Let’s start with the GDPR situation. As CIO.com explained it: “The EU’s strict privacy rules require that companies allow individuals access to personal information held about them, as well as ensuring that such data is accurate. This requires a long audit trail to every piece of information stored about European citizens. When it comes to AI-generated content, such trails often go cold. With regard to information generated by ChatGPT, (the entity suing) alleges there is no legal redress for so-called hallucinations when it comes to personal information.”
That’s true, but hallucinations are just the most obvious examples. The part of GDPR at issue here is the Right To Be Forgotten. If an EU citizen (5 million of whom live in the US) officially asks for something personal about them to be removed, companies are supposed to comply.
Long before genAI, including the large language models that underpin it, became popularized, enterprise IT teams were already struggling to comply with such rules. The usual culprits for enterprise IT visibility issues are cloud, IoT, mobile, third-parties, remote sites including home offices and all manner of Shadow IT.
The Right To Be Forgotten is simply not compatible with how modern enterprises function, especially in the United States. Let’s consider a typical scenario: you’re an analyst working for the marketing department and trying to make sense of some unusual customer patterns. It’s getting late, so you decide to finish number-crunching at home. So you back up the data to a personal cloud account for easy access at home later when you resume working.
The next morning, on the train heading to the office, you remember something you wanted to try with the data. You access that cloud folder on your phone, do a little more analysis and then save the files.
When you get back to your desk, you download that file to your work desktop machine and continue working on the latest files.
Think of the ways that data can go astray and be out of reach for IT. Your home computer uses a consumer-grade backup service, and overnight, those files were copied to that service. That consumer-grade backup service has its own offsite backup mechanisms, along with a separate disaster recovery service. That file with sensitive PII about customers is now in all those locations.
That sensitive data was also on your phone. That data also gets automatically backed up to that handset manufacturer, which also has its own backup and disaster recover arrangements.

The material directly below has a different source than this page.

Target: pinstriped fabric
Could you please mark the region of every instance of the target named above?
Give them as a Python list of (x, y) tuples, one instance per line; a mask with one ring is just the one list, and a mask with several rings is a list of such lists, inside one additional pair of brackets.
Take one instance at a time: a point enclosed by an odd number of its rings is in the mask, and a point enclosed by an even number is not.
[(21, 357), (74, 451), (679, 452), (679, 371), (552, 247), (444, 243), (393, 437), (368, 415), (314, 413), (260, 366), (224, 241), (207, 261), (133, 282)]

Two days later, an EU citizen (who happens to be one of your customers) submits a right to be forgotten request and your team eventually learns of it. They delete the references they can locate on key enterprise systems, including a half-dozen corporate cloud environments they know about.
But what about all of those other locations?
That example involves just an employee trying to get work done. Let’s try one with a customer or a prospect. One of your senior sales representatives is working with another company on $1 billion sales deal. They start discussing sensitive contract points in text threads between them and will likely also review preliminary contract drafts.
Once the draft gets to a late stage, it goes to the legal department and everything is hopefully captured. But what about all of those text discussions between two personal smartphones? Compliance is not only about regulatory issues. What if the deal later goes bad and there is litigation? The opposing counsel will seek discovery, including all discussions about contract terms. Are you even remotely able to fully comply? (I’ll save you time: No, there is no way you can fully comply.)
That was all true back in 2019. In 2020, the pandemic hit and cloud and remote activity soared. In 2023, genAI tools — which had been around in various forms since the 1960s — grabbed headlines and was suddenly on the must-have list of every enterprise board member. The less about AI decision-makers knew, the more they wanted genAI.
Full data visibility was difficult in 2019, virtually impossible in 2020, and now, with genAI cropping up in just about every division and working group, it’s crossed the line into fully impossible
Why does it so fully obliterate data control? There are five relevant elements, all distinct, :
- What enterprise data can genAI access?
- Who (among employees, contractors, customers and anyone with any level of privileged access) can access that data? Is there some attempt, any attempt, to limit who can access what segments of that data?
- How was the genAI system trained? What information did it examine to answer queries? Did any of that training information include data about EU citizens? (Yes, EU data was almost certainly within the training set.)
- Is the genAI training on new data you share? Will it try and learn from your queries and potentially share that information with competitors?
- What about the massive databases behind genAI tools. Can enterprises that license that system review the database? Can they delete details from it? If not — and the answer will almost always be “No” — how is GDPR compliance even possible? How is any compliance possible?
With arrival of genAI virtually everywhere, the compliance genie is already out of the bottle.